Having LARQ is Fuseki is really valuable IMHO.
Using the new LARQ keeps Lucene indexes up-to-date with TDB and it
avoids
duplicates. This, IMHO, is another really valuable thing for LARQ users.

Not disagreeing but there seems to be no migration plan or documentation.

If we leave the old/legacy LARQ in ARQ as it is, no migration plan is
necessary.
People can decide which one to use.

I thought that indexes built with ARQ do not work with LARQ ones due to the new field. At least, flipping between the two could cause issues?

What describing about assembler file changes to connect the text index to the dataset?

Documentation: yes, necessary but there are no actual changes from an
API or
use point of view. For developers, I'll document how to add a dependency on
LARQ artifacts if they want to use the new/separate module.

Why don't we just switch to LARQ now?

I'd prefer to add LARQ to Fuseki first, so that we can make it easier for
people to try it out, they can report us feedback and if it's ok we can
then remove the old LARQ from ARQ.

I'm not sure how much feed back that'll produce.

Fuseki is distributed as a complete jar as well as via maven. As a complete jar, it won't have LARQ in it, would it?
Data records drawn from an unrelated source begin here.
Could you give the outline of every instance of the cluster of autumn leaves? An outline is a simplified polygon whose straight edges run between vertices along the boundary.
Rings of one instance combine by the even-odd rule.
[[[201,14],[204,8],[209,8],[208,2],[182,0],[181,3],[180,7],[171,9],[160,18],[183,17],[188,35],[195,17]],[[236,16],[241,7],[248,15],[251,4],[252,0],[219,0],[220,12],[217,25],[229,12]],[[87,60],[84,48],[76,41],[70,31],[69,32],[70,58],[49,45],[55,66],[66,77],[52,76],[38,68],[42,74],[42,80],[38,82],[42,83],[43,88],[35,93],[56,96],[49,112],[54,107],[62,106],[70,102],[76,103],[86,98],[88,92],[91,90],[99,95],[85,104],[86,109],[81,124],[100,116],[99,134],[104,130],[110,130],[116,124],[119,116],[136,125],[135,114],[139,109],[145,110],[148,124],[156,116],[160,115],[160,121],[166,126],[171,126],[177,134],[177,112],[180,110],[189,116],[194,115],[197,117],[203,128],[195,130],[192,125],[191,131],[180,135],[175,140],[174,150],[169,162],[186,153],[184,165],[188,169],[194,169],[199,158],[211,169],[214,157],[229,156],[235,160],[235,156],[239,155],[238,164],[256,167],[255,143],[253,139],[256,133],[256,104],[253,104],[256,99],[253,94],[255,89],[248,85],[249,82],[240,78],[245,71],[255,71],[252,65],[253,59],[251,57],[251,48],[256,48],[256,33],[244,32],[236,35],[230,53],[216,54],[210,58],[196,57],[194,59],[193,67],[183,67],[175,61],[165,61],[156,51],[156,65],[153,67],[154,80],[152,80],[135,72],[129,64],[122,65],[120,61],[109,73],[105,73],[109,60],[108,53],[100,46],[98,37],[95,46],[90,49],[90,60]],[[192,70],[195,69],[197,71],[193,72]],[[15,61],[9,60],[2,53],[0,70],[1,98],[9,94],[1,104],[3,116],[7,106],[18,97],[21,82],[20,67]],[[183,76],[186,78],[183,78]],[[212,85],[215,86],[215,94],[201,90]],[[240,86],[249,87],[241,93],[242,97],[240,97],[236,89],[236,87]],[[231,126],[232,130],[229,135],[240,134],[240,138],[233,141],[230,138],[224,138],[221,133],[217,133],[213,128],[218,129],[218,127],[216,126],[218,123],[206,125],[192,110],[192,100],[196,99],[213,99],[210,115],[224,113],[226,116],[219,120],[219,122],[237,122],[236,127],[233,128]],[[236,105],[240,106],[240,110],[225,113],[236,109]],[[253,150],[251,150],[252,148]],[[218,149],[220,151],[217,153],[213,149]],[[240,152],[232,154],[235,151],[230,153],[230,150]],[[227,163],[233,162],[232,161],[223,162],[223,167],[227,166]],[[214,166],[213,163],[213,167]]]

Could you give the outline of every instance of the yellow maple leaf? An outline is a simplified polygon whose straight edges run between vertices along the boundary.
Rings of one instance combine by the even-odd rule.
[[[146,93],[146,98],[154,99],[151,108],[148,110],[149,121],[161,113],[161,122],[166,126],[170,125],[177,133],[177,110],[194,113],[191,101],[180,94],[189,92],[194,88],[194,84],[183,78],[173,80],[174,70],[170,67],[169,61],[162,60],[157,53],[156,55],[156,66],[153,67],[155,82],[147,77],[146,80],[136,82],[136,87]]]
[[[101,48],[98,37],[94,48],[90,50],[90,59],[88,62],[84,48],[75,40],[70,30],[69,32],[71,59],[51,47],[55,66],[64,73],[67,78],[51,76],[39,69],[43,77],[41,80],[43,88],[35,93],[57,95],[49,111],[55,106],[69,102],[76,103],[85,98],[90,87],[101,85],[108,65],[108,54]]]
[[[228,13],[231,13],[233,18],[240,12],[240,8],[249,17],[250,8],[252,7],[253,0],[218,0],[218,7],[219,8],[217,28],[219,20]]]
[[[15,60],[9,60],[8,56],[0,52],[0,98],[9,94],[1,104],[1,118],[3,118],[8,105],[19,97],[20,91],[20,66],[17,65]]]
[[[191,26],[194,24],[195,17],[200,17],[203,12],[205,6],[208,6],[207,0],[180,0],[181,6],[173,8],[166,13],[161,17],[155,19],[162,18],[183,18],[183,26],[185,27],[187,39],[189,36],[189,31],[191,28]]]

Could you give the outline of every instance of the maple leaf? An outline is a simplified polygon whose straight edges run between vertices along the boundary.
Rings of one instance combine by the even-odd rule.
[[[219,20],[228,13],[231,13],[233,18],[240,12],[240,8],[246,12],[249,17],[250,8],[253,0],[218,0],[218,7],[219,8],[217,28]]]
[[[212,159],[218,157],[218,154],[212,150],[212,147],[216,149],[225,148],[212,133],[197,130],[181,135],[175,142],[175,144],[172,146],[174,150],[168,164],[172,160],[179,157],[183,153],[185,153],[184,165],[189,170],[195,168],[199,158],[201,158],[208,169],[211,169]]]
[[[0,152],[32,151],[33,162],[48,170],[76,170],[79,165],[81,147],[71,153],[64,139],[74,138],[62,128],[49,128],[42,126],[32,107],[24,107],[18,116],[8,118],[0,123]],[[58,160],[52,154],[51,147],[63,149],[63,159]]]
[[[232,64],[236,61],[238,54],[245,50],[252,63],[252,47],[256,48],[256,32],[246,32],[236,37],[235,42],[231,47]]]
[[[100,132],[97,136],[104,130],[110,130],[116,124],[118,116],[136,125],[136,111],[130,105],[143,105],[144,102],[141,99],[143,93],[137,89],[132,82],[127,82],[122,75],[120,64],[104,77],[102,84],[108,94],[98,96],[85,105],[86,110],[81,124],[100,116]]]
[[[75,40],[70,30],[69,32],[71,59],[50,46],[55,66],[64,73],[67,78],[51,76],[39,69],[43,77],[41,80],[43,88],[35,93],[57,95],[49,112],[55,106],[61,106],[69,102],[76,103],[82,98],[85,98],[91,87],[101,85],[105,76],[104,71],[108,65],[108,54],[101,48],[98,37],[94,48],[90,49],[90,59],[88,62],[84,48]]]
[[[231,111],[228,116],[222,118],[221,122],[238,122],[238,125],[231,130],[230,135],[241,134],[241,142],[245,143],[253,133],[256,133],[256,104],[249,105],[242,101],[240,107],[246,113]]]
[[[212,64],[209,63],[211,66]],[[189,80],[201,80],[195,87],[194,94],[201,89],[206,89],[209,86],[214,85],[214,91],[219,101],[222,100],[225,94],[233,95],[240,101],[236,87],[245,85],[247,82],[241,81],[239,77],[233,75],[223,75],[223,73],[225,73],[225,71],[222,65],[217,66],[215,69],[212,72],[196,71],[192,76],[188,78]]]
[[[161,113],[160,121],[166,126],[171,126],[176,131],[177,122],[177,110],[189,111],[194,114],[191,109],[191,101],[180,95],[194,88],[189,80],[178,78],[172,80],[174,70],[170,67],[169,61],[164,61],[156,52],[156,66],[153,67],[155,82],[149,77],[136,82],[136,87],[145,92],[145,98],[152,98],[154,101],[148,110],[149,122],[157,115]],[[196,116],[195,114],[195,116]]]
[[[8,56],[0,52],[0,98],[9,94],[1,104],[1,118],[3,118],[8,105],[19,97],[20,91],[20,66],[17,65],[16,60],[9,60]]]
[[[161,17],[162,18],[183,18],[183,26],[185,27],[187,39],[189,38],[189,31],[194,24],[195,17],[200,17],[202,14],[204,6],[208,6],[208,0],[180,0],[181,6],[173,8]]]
So used that way, the most common way, won't exercise LARQ?

And the assembler description needs to change to activeate the index so even if it's included, the user has to do something to get it's benefits.
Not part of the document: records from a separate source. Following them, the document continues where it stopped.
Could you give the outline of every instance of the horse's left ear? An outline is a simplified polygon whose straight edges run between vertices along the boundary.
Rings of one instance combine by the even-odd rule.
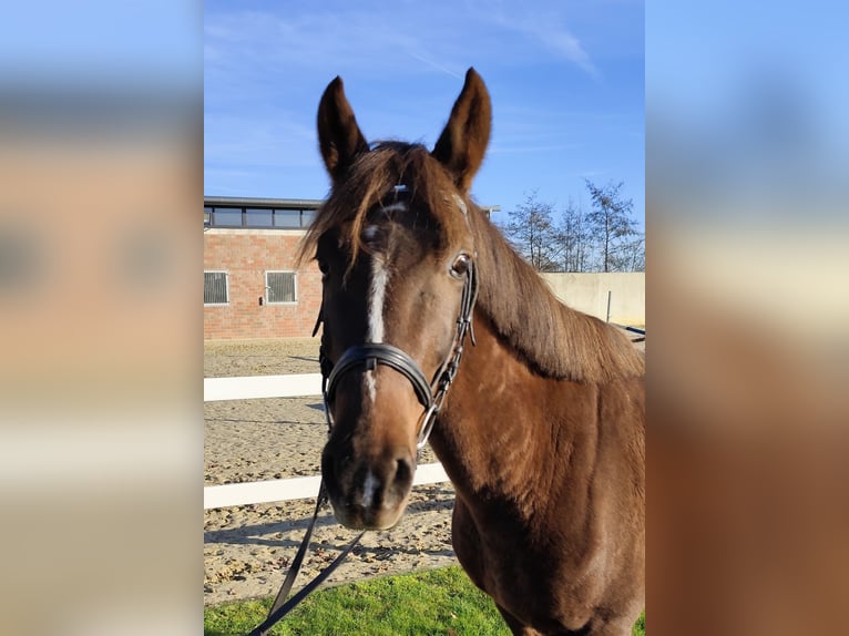
[[[474,69],[469,69],[446,130],[431,153],[448,168],[463,193],[469,192],[472,178],[483,163],[491,125],[492,106],[487,85]]]

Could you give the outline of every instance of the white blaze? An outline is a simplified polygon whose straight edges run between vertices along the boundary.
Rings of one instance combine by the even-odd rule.
[[[371,259],[371,285],[368,293],[368,331],[366,340],[369,342],[383,341],[383,300],[386,298],[386,286],[388,283],[389,273],[386,269],[386,264],[375,256]],[[375,396],[377,394],[374,371],[366,371],[365,378],[366,391],[374,403]]]

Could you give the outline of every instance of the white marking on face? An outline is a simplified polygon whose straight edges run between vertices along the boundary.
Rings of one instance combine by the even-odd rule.
[[[371,259],[371,285],[368,291],[368,332],[366,340],[368,342],[383,341],[383,300],[386,298],[386,286],[389,283],[389,273],[382,259],[375,256]],[[377,397],[377,381],[374,371],[364,373],[366,382],[366,392],[371,403],[375,403]]]
[[[362,507],[371,507],[371,503],[375,501],[377,486],[377,478],[371,474],[371,471],[368,471],[368,473],[366,473],[366,481],[362,482]]]
[[[460,208],[460,212],[463,213],[463,216],[467,216],[469,214],[469,208],[466,207],[466,202],[460,197],[459,194],[454,194],[453,197],[457,207]]]
[[[380,228],[377,225],[367,225],[366,229],[362,230],[362,240],[372,243],[377,238],[379,232]]]
[[[403,202],[390,203],[381,207],[383,212],[407,212],[407,204]]]

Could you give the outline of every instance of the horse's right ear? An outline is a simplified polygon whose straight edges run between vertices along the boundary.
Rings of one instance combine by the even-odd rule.
[[[334,183],[341,179],[357,155],[368,152],[339,76],[327,85],[318,104],[318,144]]]
[[[466,83],[457,98],[446,129],[431,153],[446,166],[461,192],[468,193],[472,177],[483,163],[492,126],[490,95],[474,69],[466,73]]]

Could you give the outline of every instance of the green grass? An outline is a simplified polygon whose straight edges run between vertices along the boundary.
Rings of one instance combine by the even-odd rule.
[[[268,613],[272,597],[204,611],[204,636],[242,636]],[[458,566],[351,583],[309,596],[270,632],[277,636],[510,636],[492,599]],[[645,635],[645,614],[634,626]]]

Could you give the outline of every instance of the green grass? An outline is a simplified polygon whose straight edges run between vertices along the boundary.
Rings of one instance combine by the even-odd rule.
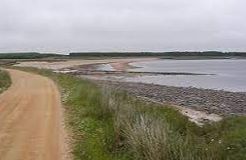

Leaving LARQ in ARQ minimize risk and changes and it offers a fall back
to people.

If it's not automatic (Lucene3 can read Lucen2 indexes?), then we need
to document how the user can do an upgrade.

The new LARQ adds a new field to the Lucene index (i.e. "hash") to support
unindex/deletes, see [1], therefore a reindex (using the usual larqbuild is
necessary).

I think that needs explaining somewhere + the assembler changes, or people may not realise the benefits of LARQ.